O tempo e as mudanças
O tempo cobre o chão de verde manto,
que já coberto foi de neve fria.
Camões
Sou filho de juiz, neto de advogado e sobrinho de catedrático de Direito. Apesar de tudo isto, nunca fui um jurista de vocação e não me sinto habilitado a juntar a minha voz, nem a minha prosa aos meus companheiros, eminentes juristas, signatários do Manifesto dos 50 (que acho que já vai pelos 200), que eu assinei também, com muita honra.
Apenas junto aqui algumas recordações familiares, a contribuição que pode dar um literato com fumos de memorialista.
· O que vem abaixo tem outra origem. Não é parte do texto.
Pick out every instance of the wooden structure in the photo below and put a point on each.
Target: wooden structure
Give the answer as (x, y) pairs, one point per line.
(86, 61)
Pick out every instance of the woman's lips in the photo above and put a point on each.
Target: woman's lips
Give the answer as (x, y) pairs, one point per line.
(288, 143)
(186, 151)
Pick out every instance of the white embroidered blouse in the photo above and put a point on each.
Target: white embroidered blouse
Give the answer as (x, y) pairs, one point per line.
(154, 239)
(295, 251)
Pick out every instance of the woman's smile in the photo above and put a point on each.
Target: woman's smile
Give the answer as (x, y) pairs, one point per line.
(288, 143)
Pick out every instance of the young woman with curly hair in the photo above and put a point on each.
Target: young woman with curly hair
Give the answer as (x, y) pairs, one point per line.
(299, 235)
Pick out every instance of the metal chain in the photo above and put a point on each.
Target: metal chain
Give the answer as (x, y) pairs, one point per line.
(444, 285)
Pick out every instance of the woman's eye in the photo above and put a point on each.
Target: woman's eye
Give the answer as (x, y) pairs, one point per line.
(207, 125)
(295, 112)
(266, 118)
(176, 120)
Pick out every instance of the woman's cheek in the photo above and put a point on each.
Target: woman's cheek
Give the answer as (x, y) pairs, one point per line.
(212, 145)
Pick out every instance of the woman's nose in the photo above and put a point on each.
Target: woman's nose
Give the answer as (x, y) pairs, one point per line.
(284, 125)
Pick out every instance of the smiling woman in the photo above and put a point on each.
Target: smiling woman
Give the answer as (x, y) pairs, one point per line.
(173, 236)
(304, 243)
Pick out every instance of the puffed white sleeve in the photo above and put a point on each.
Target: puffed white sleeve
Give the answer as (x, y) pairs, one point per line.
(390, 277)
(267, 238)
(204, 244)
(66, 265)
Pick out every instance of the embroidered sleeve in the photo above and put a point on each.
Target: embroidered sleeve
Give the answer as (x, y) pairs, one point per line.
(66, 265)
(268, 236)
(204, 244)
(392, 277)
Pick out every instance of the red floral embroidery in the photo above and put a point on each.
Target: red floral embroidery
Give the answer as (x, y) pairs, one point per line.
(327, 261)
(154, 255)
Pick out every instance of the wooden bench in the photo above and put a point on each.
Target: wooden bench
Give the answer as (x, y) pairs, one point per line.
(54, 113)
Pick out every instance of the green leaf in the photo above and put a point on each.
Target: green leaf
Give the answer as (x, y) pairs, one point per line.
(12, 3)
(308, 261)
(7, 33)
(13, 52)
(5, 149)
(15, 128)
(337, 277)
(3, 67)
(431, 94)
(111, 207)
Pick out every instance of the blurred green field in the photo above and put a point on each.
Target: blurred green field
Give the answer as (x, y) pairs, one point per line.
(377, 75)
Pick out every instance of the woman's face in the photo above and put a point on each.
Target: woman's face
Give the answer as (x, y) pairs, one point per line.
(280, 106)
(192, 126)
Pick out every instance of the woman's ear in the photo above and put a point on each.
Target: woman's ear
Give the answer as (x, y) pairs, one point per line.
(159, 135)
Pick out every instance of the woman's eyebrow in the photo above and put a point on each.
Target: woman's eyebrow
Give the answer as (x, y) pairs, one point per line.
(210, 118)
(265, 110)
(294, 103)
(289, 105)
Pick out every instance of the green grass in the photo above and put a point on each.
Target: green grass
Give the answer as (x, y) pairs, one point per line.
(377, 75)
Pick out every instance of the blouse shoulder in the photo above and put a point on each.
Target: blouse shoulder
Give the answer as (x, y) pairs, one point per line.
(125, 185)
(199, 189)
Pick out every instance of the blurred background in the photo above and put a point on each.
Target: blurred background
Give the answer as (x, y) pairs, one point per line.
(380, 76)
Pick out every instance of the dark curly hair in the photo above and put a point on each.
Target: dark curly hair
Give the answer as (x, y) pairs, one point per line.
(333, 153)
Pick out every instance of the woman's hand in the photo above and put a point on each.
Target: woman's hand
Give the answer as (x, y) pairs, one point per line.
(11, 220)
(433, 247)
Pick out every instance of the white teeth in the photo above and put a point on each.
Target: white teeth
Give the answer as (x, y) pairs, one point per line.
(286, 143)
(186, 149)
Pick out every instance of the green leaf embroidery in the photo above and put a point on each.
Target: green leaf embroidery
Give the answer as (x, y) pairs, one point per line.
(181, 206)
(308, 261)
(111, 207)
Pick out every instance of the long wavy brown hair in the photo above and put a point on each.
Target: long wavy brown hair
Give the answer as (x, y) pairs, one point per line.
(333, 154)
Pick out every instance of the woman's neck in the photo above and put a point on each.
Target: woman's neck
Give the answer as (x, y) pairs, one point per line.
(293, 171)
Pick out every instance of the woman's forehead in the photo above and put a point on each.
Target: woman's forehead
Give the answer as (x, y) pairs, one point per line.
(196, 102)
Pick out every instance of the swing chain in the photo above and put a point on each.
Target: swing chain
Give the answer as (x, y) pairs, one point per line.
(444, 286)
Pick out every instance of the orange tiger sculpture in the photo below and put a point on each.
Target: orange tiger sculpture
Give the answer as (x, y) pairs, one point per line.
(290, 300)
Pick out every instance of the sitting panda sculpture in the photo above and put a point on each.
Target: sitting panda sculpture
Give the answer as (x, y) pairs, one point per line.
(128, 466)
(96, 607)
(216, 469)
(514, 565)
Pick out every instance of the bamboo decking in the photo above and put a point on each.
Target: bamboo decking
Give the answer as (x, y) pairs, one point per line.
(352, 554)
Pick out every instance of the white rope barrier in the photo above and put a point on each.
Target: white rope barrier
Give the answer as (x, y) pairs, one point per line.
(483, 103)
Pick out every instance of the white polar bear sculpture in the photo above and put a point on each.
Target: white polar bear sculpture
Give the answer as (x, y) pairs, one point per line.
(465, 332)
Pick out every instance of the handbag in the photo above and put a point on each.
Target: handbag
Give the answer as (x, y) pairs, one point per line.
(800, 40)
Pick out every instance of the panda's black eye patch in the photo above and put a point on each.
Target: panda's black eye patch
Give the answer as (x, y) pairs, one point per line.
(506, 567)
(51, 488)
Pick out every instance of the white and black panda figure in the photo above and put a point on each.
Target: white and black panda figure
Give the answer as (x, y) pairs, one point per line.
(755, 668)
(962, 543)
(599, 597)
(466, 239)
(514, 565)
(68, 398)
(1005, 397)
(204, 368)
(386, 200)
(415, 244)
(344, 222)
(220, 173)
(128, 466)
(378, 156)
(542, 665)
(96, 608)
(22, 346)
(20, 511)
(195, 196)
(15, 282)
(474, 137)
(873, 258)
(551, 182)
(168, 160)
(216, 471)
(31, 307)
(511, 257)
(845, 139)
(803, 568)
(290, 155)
Havia no tempo do meu pai (que foi, antes de ser juiz, delegado do Ministério Público) dois institutos jurídicos que se repercutiam nas conversas em nossa casa, e que, ao que parece, caíram hoje em desuso.
Um era o “réu preso”. Se havia num processo um réu preso, meu pai saía de casa a qualquer hora e interrompia tudo o que estivesse a fazer para ir tratar daquela prisão. Hoje, certamente não deixaria de ir passar férias connosco, deixando o réu à espera, preso na sua cadeia...
Outro era o “segredo de Justiça”. Havia assuntos que meu pai apenas conversava, sussurrando, com minha mãe (também licenciada em Direito), e que fazia por que eu não ouvisse. Eram os segredos da Justiça! Se fosse hoje, essas conversas em voz baixa estariam já transcritas em vários jornais, lidas em várias rádios e televisões e discutidas bravamente no espaço público, antes mesmo de meu pai poder trazê-las a julgamento.
Como a todas as coisas, aplica-se à Justiça o verso de Shakespeare: “O pensamento é o escravo da vida e a vida é o bufão do tempo.” Ou, voltando à citação em epígrafe do nosso Camões, o tempo cobriu, com seu manto ilusório de transparência, esses preceitos e procedimentos antigos, de que eu ainda me lembro. Deve ser hoje mais difícil seguir a carreira do Direito.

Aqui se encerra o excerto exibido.